Untuk itu, penulis memandang sangat penting memasukkan pengakuan bagi orang Papua, mereka yang datang dan menetap di Papua sebagai orang Papua. Tidak bisa dibayangkan bagaimana Papua tanpa peranan dari anak Maluku, Manado, Sangir, Timor, Jawa, dan sebagainya.
Sebagai contoh kecil, semua guru pada masa lalu datang dari wilayah-wilayah ini. Mereka beranak pinak di Papua, tapi kita mengabaikan begitu saja atau meniadakan begitu saja. Padahal, kita bisa mendapat pendidikan dan cerdas menyusun UU karena peran guru, pendeta, guru jemaat maupun ulama yang merantau ke Papua.
Orang Papua tidak boleh selamanya hidup dalam dendam. Orang Papua harus bangkit untuk optimistis menatap masa depan. Sikap optimistis ini hanya bisa muncul ketika kita bisa berdamai dengan sejarah.
Kita semua harus berhenti melampiaskan dendam, duduk bersama dengan kepala dingin untuk menyiapkan UU yang sangat dibutuhkan bagi generasi Papua di masa depan. Mari kita melihat jauh dan bicara sambil melihat masa depan anak dan cucu kita.
Ketika kita mengabaikan saudara-saudara kita, jangan kaget atau heran ketika saudara suku Nusantara itu hanya menjadikan Papua untuk tempat mencari rezeki semata, baik harta maupun jabatan, karena kita mengingkari mereka.
Kita ingin menghapus cinta mereka terhadap Papua. Sangat tidak arif dan tidak bijak untuk mengabaikan begitu saja orang yang sudah beranak cucu di Papua. Kalaupun pulang, mereka akan menjadi orang asing di tanah leluhur. Papua sudah menjadi kampung halaman. Sekali lagi ruang untuk orang asli Papua penting, tapi juga tidak boleh meniadakan begitu saja ruang bagi orang Papua.

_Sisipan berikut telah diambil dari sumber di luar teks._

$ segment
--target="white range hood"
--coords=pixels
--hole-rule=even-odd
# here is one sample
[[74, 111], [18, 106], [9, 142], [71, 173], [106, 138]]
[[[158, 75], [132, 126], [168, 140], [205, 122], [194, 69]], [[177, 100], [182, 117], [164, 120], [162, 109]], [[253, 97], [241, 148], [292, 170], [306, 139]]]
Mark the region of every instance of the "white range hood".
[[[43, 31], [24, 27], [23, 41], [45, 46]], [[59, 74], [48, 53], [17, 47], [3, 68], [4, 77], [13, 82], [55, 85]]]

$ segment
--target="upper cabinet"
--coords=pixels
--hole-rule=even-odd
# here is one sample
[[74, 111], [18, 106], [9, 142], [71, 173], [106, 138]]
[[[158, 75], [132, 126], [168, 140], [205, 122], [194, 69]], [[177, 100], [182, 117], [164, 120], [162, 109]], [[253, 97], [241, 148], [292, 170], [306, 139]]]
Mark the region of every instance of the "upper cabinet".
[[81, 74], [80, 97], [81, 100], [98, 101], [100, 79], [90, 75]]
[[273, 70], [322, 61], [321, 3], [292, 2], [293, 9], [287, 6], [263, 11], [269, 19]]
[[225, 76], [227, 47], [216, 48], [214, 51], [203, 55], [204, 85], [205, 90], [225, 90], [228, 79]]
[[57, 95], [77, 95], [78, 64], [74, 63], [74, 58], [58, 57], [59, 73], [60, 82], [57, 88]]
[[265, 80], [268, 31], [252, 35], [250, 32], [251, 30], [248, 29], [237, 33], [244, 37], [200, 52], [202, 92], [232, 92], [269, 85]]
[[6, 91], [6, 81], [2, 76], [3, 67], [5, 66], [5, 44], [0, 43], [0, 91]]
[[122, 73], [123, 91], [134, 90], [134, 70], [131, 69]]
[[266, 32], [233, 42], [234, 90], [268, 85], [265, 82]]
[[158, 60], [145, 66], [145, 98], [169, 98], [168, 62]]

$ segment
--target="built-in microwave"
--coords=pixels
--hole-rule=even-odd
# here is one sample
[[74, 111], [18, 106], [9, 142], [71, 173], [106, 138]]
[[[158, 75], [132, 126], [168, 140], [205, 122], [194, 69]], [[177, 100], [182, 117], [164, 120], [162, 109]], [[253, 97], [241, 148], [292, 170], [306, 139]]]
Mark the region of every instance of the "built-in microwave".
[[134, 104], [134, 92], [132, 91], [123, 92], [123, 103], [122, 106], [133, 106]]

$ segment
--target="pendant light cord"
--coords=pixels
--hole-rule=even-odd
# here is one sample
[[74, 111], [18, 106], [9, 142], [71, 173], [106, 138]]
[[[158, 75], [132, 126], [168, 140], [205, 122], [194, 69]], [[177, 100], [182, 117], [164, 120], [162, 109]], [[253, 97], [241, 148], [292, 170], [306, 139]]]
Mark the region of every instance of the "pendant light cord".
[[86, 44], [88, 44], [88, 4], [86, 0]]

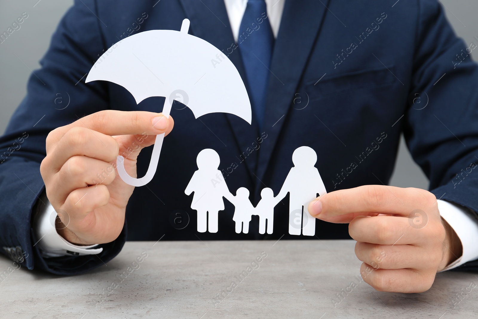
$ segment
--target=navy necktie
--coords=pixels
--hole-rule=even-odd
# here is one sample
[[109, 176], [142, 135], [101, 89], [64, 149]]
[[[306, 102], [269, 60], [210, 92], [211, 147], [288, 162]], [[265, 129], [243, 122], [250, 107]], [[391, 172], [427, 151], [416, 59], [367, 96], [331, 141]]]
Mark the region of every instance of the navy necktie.
[[264, 0], [249, 0], [239, 28], [238, 46], [249, 85], [250, 99], [260, 127], [264, 121], [266, 92], [274, 35]]

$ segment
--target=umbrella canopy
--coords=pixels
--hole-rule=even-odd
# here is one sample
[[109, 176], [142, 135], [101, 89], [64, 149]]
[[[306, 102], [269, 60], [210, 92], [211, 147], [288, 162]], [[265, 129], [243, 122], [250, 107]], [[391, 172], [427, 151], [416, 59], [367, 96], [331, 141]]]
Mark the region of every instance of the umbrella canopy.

Pengertian Orang Papua lebih pada perspektif demografis semata, sementara pengertian orang asli Papua mencakup dimensi yang luas baik demografis, sosiologis, antropologis, yuridis maupun politis, sebagai konsekuensi dari diskriminasi positif yang diberikan negara kepada rakyat Papua asli sebagai bentuk rekonsiliasi yang permanen antara Papua dan Jakarta yang diharapkan semua pihak.